The commission was announced earlier in the day,  just 24 hours after the Houthis officially dissolved parliament and created a "presidential council" that they said would govern for two years.

The security commission "will lead the country's affairs until the establishment of a presidential council", said the statement published by the official Saba news agency, which the Huthis seized in January.

It added that the commission would be chaired by General Mahmud al-Subaihi, who had been serving as defence minister under former president Abd Rabbuh Mansur Hadi. Hadi stepped down late last month after Houthis stormed the Presidential Palace.

Subaihi’s appointment and his presence alongside Houthi leaders when they announced their takeover on Friday was met with distrust from his entourage, considered close to Hadi.

The head of his cabinet, Abdel Aziz Mansour, suggested the general had been "compelled by force to appear alongside" the Houthi leaders.

"We lost contact with him and we are concerned for his life," he told AFP.

On Friday the Houthis said that they would set up a national council of 551 members to replace parliament, in a move designed to "defend the nation".

The announcement, dubbed a "constitutional declaration", said that a five-member presidential council would be established and tasked with forming a transitional government to rule for two years.

The move came after a Wednesday deadline to resolve the political crisis, set by the militia, passed without a deal.

Critics of the Shiite Houthi movement were quick to denounce the "coup" with protests also breaking out on Friday in much of Yemen.

Sunni tribes in the eastern, oil-rich province of Marib, which some analysts believe the Houthis could be planning to march into soon, cried foul.

"We reject the authors of this coup in Sanaa," Sheikh Saleh al-Anja, a spokesman for the influential Marib tribes, told AFP.

Youth activists, who played a key role in the 2011 uprising that forced out veteran president Ali Abdullah Saleh, released a statement saying they "reject the hegemony of the Houthi militia".

Al-Jazeera's Jamal Elshayyal, reporting from Aden, told the channel that resentment was running high and that the development could have "huge regional implications".
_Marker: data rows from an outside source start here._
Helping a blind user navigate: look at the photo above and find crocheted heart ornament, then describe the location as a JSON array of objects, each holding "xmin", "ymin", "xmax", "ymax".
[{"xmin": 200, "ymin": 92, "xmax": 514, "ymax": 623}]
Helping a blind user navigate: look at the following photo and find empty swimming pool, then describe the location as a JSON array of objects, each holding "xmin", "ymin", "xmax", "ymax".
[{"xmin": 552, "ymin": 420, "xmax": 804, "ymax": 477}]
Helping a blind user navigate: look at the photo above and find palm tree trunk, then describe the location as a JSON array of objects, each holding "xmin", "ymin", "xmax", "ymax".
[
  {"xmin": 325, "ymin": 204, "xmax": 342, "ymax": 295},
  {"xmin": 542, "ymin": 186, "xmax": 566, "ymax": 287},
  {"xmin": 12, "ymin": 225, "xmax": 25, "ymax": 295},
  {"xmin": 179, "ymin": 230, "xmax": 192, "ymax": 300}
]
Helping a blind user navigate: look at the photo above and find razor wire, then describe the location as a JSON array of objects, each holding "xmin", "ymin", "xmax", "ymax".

"The Houthis have very good ties with Iran and have allegedly been receiving both material and political backing from Iran," he said. "Popularly speaking, the Houthis are a Shiite minority, and there is a lot of opposition to them from the Sunni majority.”

Aden has long been home to a separatist movement that would like to see South Yemen regain independence. North and South formally merged in 1990 but the union has been a rocky one, with two sides fighting a short but bloody civil war in 1994.

"This is an opportunity for them [Aden] to advance their cause and increase calls for separation,” Elshayyal said.

The United States, which has long backed Hadi’s government and lavished it with weapons to try to fight the al-Qaeda insurgency in the country, also spoke out against the "presidential council".

A senior American official, speaking in Munich after Secretary of State John Kerry met leaders of Yemen's Gulf neighbours, said the United States and the Gulf Cooperation Council "don't agree" with the Houthi "presidential council".

The six-nation Gulf Cooperation Council (GCC) went even further and on Saturday condemned the "coup". 

"The Huthi coup marks a grave and inacceptable escalation... and endangers the security, stability, sovereignty and territorial integrity of Yemen," said a statement issued at GCC headquarters in Saudi Arabia.

The UN Security Council on Friday raised the prospect of possible sanctions. Liu Jieyi, president of the Security Council, said the body's 15 members were ready to "take further steps" if negotiations to halt the unrest were not resumed "immediately".

The Houthis, who make up around a third of Yemen’s population, first overran the capital in September when they launched mass protests and managed to take control of various government institutions.

While the UN managed to broker a deal, tensions have remained high. They flared up last month when the Houthis abducted a presidential aide and stormed the Presidential Palace.

Subsequent Houthi calls for negotiations, which were backed by Ali Abdullah Saleh but rebuffed by all other parties, failed to reach a compromise.